As the plague of fraud spreads around the world, Forbes in May last year ran an article that described the phenomenon as a “scamdemic.”
Loopholes in financial governance are available with the speed and anonymity of the Internet, and the rapid transfer of money made possible by financial and communications technology.
The British government has responded to the crisis by stepping up its efforts to hold Internet service providers and banks to account. The BBC in 2021 said that fraud would grow by 30 percent each year, and indeed the Fraud and Cyber Crime Report published by money.com.uk showed that fraud losses in the UK last year totaled more than £4 billion (US$4.9 billion) — a 67 percent increase from £2.4 billion in 2021.
In 2019, the British Payment Systems Regulator required banks, via their own codes of practice, to protect customers by putting a reasonable delay on remittances. The rationale for the move is that delays on abnormal transfers would provide a cool-off period for clients and give banks more time to block suspected fraud.
Australia is also facing rising fraud. Its losses last year exceeded A$3.1 billion (US$1.98 billion) — an 80 percent increase from 2021. The Australian government last year provided A$8.9 million to set up the Joint Policing Cybercrime Coordination Centre and in July established the National Anti-Scam Centre, which aims to “make it harder for scammers to take money and information from Australians.”

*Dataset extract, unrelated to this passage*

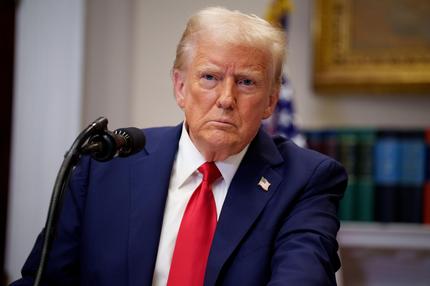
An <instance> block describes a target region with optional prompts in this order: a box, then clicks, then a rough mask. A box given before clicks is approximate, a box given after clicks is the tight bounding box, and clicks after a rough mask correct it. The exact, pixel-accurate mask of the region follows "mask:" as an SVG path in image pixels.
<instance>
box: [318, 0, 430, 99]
mask: <svg viewBox="0 0 430 286" xmlns="http://www.w3.org/2000/svg"><path fill="white" fill-rule="evenodd" d="M315 5H316V6H315V17H314V23H313V30H314V75H313V80H314V86H315V88H316V90H317V91H323V92H324V91H328V92H336V91H342V92H345V91H360V92H390V93H428V94H430V16H429V15H430V1H429V0H378V1H375V0H315Z"/></svg>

Most Australian banks have their own anti-fraud departments, but the latest data released by the Australian Investments and Securities Commission show that banks blocked a mere 13 percent of fraud-related payments.
The commission has instructed banks to follow the UK’s example by taking stronger measures to block abnormal financial activity.
Taiwan’s fraud-blocking model employs cooperation between financial institutions and the police, with the Financial Supervisory Commission (FSC) and police using on-the-spot interventions at bank counters in all 368 townships, cities and districts. In the first half of this year, their efforts blocked a record NT$3.378 billion (US$105.16 million) of payments.
Taiwan’s methods to block Internet transfers can be upgraded to follow the examples of the UK and Australia by delaying abnormal online transfers, giving more time to block them.
In addition, the National Police Agency’s 165 Anti-fraud Hotline and the Project Eagle Eye fraud detection and prevention system, which is a collaborative project by Taipei Fubon Bank and the FSC, would enable earlier detection of abnormal activity. This would allow blocking operations to focus on a deeper level, cracking second and third-layer accounts that fraud syndicates go to great lengths to protect.
Because the deep accounts have no record of direct remittances from people who have been defrauded, it is not common for them to immediately be put on watch lists. This is because second and third-level accounts can only be discovered through retrieval and analysis by police personnel.
There is an urgent need to give banks the authority to use Internet tools to compile identification data and provide it to the police, instead of relying on analysis by police personnel. Only then would it be possible to effectively unearth the behind-the-scenes money-laundering centers used by fraud syndicates.
Such measures would make it harder for the “scamdemic” to spread in Taiwan.
Lin Shu-li is an officer of the National Police Agency’s Criminal Investigation Bureau.